Helen’s style was abstract/minimalist with many Asian influences. She taught me to limit my color pallet and trust myself enough to reach a zone or creative space from which the work emerges. Under Bruce Dorfman, I fell in love with mixed media. He creates abstract, monochromatic sculptural canvases using found objects. He taught me to explore my intention, and focus on how to get there. Helen Corning and Bruce Dorfman both encouraged me to find my own creative energy and to trust it—and then, to move ahead to continue to develop the work.
My work has been influenced by Gustav Klimt and Robert Rauschenberg.
Gustav Klimt was a dramatic Austrian painter of the early 20th century, who experimented with abstract painting, symbolism, and gold. Unlike other painters, he was proud to be a decorative painter.
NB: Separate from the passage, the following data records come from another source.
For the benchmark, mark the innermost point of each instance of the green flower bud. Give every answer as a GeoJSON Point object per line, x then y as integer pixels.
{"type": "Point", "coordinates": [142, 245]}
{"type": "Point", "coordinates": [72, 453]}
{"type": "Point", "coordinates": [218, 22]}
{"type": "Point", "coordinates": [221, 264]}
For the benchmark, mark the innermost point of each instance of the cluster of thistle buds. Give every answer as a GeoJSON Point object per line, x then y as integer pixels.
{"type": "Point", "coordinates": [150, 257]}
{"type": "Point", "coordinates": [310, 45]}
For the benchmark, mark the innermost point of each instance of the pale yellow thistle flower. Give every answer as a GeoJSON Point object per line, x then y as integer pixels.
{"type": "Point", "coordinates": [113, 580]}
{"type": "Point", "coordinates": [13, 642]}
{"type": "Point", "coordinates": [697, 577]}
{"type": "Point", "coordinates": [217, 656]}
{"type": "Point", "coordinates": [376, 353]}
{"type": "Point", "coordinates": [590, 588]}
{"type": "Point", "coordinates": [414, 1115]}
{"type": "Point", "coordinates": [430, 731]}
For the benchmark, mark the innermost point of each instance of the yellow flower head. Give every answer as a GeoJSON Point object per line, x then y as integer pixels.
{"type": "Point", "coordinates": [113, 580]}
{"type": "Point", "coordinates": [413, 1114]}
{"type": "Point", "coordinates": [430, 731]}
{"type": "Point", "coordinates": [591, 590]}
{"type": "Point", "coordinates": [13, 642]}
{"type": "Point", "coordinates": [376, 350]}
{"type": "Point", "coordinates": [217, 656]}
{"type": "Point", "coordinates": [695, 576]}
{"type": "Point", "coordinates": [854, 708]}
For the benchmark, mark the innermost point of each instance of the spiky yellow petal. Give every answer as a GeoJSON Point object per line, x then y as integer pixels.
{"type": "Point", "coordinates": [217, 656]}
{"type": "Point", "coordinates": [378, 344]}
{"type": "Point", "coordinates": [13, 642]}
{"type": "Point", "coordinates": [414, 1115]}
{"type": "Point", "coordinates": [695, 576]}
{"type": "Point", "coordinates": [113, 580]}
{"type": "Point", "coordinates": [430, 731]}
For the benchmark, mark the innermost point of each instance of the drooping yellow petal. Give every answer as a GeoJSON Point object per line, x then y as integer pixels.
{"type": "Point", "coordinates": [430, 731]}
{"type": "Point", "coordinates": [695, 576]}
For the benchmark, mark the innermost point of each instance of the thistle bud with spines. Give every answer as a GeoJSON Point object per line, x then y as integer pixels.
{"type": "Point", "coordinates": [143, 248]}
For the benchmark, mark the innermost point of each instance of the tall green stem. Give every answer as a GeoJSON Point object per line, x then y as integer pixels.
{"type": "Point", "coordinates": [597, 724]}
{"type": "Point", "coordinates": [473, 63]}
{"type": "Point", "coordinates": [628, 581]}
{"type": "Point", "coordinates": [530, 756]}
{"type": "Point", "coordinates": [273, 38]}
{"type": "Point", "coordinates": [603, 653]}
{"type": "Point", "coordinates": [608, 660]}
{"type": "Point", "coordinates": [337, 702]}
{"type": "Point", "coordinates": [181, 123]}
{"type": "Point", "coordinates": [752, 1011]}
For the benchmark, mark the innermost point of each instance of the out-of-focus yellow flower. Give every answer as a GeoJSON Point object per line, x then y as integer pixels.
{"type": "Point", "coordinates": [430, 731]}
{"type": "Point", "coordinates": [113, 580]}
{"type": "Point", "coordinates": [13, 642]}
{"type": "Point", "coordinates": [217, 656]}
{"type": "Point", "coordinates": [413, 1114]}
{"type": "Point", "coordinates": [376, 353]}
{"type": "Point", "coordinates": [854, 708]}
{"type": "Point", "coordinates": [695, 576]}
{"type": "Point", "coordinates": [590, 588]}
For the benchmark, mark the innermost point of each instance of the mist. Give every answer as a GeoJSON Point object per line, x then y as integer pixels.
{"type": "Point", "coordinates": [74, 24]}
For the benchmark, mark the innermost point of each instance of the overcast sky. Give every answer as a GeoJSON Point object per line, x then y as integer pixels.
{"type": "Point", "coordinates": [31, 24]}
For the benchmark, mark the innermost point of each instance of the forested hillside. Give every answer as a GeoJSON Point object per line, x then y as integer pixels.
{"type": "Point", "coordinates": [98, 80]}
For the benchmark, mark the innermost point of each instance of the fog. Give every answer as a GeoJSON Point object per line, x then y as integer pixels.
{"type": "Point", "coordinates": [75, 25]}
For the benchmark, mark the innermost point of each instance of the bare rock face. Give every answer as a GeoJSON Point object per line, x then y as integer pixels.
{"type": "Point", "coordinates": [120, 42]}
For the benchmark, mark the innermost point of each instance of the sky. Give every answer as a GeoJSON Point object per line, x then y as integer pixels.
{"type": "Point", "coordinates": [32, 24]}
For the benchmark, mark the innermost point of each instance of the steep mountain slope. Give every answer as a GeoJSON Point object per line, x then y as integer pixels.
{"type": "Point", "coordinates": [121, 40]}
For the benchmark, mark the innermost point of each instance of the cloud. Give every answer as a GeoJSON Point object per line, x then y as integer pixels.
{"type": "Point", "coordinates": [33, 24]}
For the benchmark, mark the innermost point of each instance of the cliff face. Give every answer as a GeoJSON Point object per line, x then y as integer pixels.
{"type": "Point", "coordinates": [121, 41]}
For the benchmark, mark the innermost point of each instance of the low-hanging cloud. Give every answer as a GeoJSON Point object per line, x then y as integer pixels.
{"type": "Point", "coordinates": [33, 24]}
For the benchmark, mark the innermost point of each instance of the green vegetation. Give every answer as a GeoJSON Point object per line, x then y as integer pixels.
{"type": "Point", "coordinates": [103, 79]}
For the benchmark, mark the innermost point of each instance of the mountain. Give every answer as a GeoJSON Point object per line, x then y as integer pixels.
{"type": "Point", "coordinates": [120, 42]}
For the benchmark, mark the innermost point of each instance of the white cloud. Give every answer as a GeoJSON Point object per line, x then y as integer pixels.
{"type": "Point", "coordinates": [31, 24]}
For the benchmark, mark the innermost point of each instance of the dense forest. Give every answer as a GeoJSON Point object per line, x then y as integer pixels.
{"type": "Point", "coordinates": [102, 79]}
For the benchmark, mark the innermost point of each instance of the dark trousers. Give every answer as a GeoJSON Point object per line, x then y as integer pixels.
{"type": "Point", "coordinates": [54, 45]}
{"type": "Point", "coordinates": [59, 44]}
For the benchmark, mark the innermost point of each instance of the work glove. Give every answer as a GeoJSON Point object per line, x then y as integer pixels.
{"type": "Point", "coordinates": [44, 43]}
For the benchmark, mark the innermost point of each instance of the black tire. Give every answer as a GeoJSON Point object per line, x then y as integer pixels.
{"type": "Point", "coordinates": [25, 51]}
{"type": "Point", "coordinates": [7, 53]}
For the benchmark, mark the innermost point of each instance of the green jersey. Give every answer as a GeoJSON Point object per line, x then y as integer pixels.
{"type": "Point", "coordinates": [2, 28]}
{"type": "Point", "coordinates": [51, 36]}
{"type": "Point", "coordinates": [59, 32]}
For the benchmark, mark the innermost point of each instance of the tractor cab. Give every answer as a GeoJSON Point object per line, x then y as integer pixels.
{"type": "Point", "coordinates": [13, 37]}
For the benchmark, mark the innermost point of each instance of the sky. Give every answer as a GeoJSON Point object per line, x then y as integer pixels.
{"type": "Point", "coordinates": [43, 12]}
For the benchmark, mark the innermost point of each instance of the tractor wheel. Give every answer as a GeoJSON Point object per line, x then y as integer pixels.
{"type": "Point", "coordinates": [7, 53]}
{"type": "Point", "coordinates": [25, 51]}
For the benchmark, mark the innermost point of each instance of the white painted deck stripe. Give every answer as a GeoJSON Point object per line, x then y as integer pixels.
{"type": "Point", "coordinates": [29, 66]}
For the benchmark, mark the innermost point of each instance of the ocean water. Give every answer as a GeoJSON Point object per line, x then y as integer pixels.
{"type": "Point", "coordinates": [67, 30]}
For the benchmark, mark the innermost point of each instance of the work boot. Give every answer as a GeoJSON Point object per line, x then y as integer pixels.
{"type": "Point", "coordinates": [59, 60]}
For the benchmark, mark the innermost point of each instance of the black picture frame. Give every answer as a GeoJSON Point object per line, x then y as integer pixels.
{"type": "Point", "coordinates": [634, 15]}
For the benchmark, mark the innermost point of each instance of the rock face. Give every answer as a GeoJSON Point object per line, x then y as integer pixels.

Robert Rauschenberg, an abstract expressionist of the late 20th century, used found objects to create assemblages that are not unlike my own “Car Parts” and “Trash Series”. His lesser known gold leaf paintings, grounded on newsprint, have been an inspiration to me. Rauschenberg happily blended kitsch and fine art.
Sculptural canvases are developed through a complex process that builds the surface until it transcends its original structure. Using traditional fabrics from around the world, I introduce metallic color, gold, silver and copper paint, paper and leaf. The three-dimensional and metallic nature of these sculptural paintings create apparent changes in color and tone as the light changes and/or the viewer moves. My use of classic materials while employing abstract expressionist style closes the divide between old and new, giving the canvas a dramatic and timeless appearance.